I haven't done too much reading about the situation in Wisconsin. But, a few Facebook posts pointed to an article by Mr. David Clay Johnston that merits response if only because of the juxtaposition of the title and the actual reporting that Mr. Johnston does in the article.
The Wisconsin Lie Exposed – Taxpayers Actually Contribute Nothing To Public Employee Pensions
The article by Mr. Johnston only really makes sense in the context of defined contribution plans. In the context of defined contribution plans, saying that employees need to "contribute more" to their pension doesn't make any more sense than Gov. Walker saying that I need to "contribute more" to my 401(k) or my IRA.
However, Wisconsin is a bit more complicated than that. The pension that a pensioner receives is the HIGHER of either a defined benefit pension of 1.6% of final average salary for each year of service, or the results of the pensioners defined contributions. See page 3 from:
If the employees total contributions (including compensation deferred via contributing it to this program) are less than the defined benefit, the taxpayers of Wisconsin eat the difference. The odds are very good that the defined benefit payout level is way better than the pension managers can pull off (for a variety of reasons that are just crooked as all hell, but I'm going to ignore them for now as they're not really the point.)
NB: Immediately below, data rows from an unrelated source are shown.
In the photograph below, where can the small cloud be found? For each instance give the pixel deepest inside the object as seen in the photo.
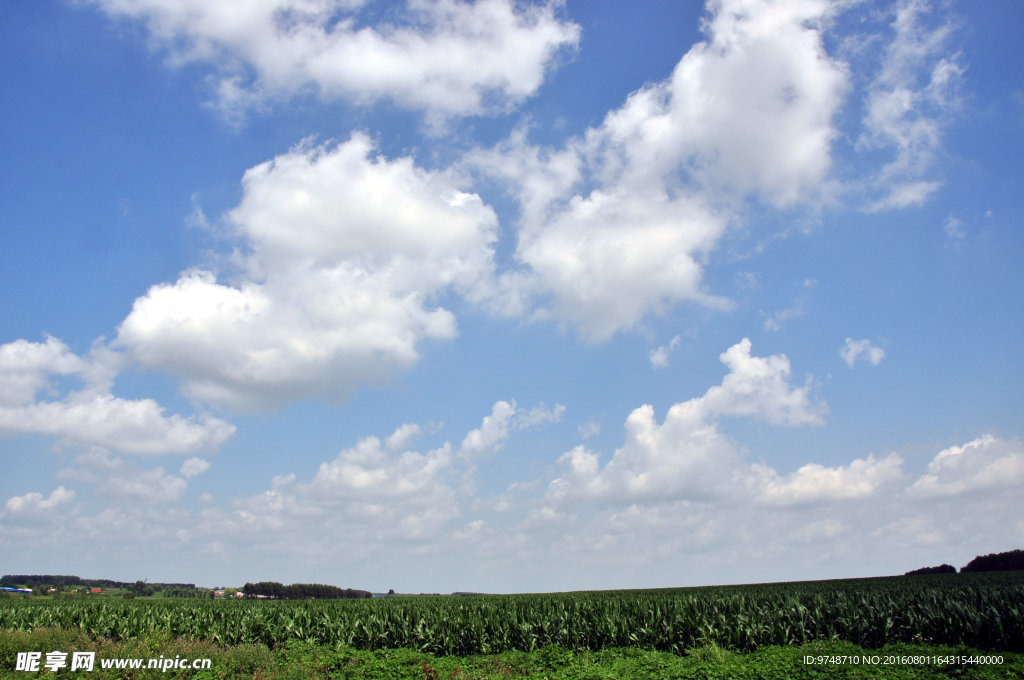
(659, 356)
(193, 467)
(589, 429)
(774, 323)
(855, 348)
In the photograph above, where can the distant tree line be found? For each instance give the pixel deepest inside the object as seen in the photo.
(65, 581)
(942, 568)
(1007, 561)
(301, 591)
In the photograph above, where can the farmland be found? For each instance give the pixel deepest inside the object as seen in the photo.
(979, 611)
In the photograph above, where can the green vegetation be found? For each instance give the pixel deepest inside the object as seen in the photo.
(979, 610)
(759, 631)
(299, 661)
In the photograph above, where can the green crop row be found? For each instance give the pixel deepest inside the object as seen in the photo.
(984, 611)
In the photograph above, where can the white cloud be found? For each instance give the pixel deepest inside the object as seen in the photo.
(985, 465)
(589, 429)
(953, 227)
(909, 102)
(659, 357)
(445, 57)
(817, 483)
(616, 225)
(34, 505)
(686, 456)
(193, 467)
(856, 348)
(124, 480)
(345, 253)
(26, 367)
(92, 416)
(493, 432)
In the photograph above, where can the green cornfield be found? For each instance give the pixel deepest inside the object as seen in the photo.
(978, 610)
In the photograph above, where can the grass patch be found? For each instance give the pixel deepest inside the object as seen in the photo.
(300, 661)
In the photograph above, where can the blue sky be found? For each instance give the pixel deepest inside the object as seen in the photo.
(509, 297)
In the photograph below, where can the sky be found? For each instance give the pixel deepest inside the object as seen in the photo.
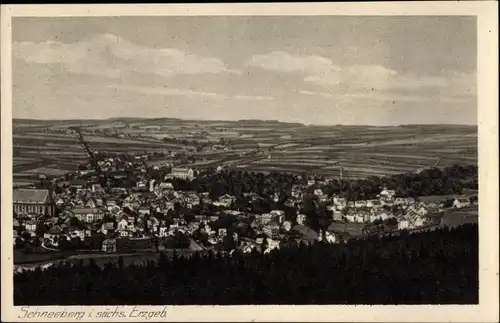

I'm actually sort of annoyed that Mr. Johnston didn't bother doing some of the research that he rails against reporters not doing. Either that, or he just tacitly assumes that the State of Wisconsin Investment Board (the source of the above PDF) which manages Wisconsin's pension fund doesn't know how pensions are structured in Wisconsin.
If the current employee contributions are larger than needed to meet the defined benefit amount, then there is no legitimate reason to increase the required contribution. But, as I mentioned earlier, that seems really unlikely.
As an aside...
The level of just lousy reporting and investigation by those who should be able to do better sucks. Mr. Johnston has won a Pulitzer Prize for crying out loud! It took maybe 20 minutes of Googling and reading to find out how Wisconsin's pensions are structured. This shouldn't be a monumental hurdle that actual reporters can't clear.
A free press is key in keeping any form of representative government from devolving into tyranny. But, it isn't enough to just have the press be free. It is equally important that the press actually print the facts. Frankly, that is probably even MORE important -- if the press is not free but still prints the actual facts, then the citizens will be able to make informed decisions. But, if the free press doesn't bother with getting the facts and truth out, the key ingredient for making informed decisions doesn't exist and the citizens have a MUCH harder time making properly informed decisions.
It is the need for the the press to be able to print the facts and the truth when they are politically unpopular that is at the heart of the demand that the press be free. Sadly, like so much else in the U.S. we have preserved much of the form and lost sight of the function.